Intel Introduces the 10nm Atom Tremont Microarchitecture

Today at the Linley Fall Processor Conference in Santa Clara, Calif., Intel revealed the first architectural details related to Tremont.

Intel’s newest and most advanced low-power x86 CPU architecture, the 10nm Tremont low-power x86 microarchitecture delivers significant IPC (instructions per cycle) gains gen-over-gen compared with Intel’s prior low-power x86 architectures.

Intel's 10nm architecture begins with a focus on single-threaded performance but also brings other improvements, like the addition of L3 cache, a first for Atom, new power management enhancements that complement improved performance-per-watt, bolstered security, and support for new instructions.

Intel says the culmination of these efforts results in up to 30% more IPC (at ISO frequencies) for Tremont compared to the previous-gen Goldmont Plus architecture (SPEC).

Using Intel’s 3D packaging technology Foveros, Tremont is integrated within a wider set of silicon IPs in Lakefield, which will powerdevices like the recently announced dual-screen Microsoft Surface Neo.
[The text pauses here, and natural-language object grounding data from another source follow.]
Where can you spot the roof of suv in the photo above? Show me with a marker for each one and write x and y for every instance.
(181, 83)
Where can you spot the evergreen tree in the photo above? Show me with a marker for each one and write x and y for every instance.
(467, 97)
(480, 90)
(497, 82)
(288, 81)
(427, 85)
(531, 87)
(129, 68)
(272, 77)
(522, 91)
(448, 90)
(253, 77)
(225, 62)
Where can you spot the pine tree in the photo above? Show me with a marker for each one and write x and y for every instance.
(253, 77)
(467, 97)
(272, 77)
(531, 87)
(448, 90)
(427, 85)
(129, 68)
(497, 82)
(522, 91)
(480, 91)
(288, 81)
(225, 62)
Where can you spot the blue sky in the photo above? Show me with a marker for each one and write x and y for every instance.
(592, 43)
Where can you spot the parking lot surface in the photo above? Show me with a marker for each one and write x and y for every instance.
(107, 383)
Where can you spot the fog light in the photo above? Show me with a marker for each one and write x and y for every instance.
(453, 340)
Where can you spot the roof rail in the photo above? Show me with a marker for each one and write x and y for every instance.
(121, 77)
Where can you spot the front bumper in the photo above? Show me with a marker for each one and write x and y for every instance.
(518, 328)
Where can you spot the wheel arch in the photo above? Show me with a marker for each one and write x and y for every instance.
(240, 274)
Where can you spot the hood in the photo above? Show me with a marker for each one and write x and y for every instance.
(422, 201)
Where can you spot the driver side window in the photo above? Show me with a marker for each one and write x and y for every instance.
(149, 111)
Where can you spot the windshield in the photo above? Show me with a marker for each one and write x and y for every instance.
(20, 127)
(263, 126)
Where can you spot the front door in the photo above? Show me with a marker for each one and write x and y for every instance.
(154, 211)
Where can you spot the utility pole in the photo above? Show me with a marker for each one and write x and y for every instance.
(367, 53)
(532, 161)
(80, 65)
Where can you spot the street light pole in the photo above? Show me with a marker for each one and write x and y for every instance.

This approach allows Intel to meld together two different architectures to capitalize on the low-power and efficiency of the Tremont Atom cores and the high performance of the Sunny Cove core, bringing the two together in a combination similar to an ARM big.LITTLE processor, which Intel calls a "hybrid x86 architecture".

Getting into some technical details, Intel says it improved Tremont's branch predictor, saying that the Atom cores will have nearly the same accuracy as their high-power Sunny Cove Core family counterparts. This is accomplished with a new dual-stage branch prediction implementation. Intel states that there is no penalty for an L1 prediction, and that the L2 prediction penalty is smaller than previous generations.

The company also says that Tremont’s 6-wide (2×3-wide clustered) out-of-order decoder in the front end allows for a more efficient feed to the wider back end, which is fundamental for performance.

Another improvement for Intel after the decode engines is the re-order buffer. Intel states that it can support 208 instructions.

The chips will come with four-core modules that share an L2 cache that can be up to 4.5MB, but will vary based on specific products.

Intel has also increased the size of its L1 data cache. Both the L1-I and L1-D are now a 32 KiB/core design with 8-way associativity. Intel states that its L1 data cache here has a 3-cycle latency, compared to Skylake which has a 32 KiB L1D at a 4-cycle latency, or Sunny Cove which has a 48 KiB L1D at a 5-cycle latency.

Intel states that the L2 cache has an average 17-cycle latency.

Tremont also adds support for a global L3 cache across modules. Both the L2 and L3 cache support QoS arrangements, allowing for data prioritization and memory bandwidth enforcement for specific threads or virtual machines.

On the integer side, aside from the two AGUs, Tremont has 3 ALUs, a jump port, and a store data port. Each ALU supports different functions, with one enabling shift functions and another for multiplication and division. Compared to core, these ALUs are extremely lightweight, according to Intel.

Intel has also made to the integer and vector units. The architecture features a larger 208-entry out of order window to accommodate the increased width, which in turn maximizes parallelism to the execution units. Six reservation stations feed the three ALU, two AGU (address generation unit), jump, and store ports.

In addition, Intel improved crypto-acceleration in the vector unit by integrating dual 128-bit AES units with a four cycle latency, and a single-instruction SHA256 support with a four cycle latency, along with support for new Galois Field instructions.

Intel is moving Core down in power to the 1.5W level, and it will be interesting to see how Tremont can play in that 2mW to 2W range that Atom has traditionally played in.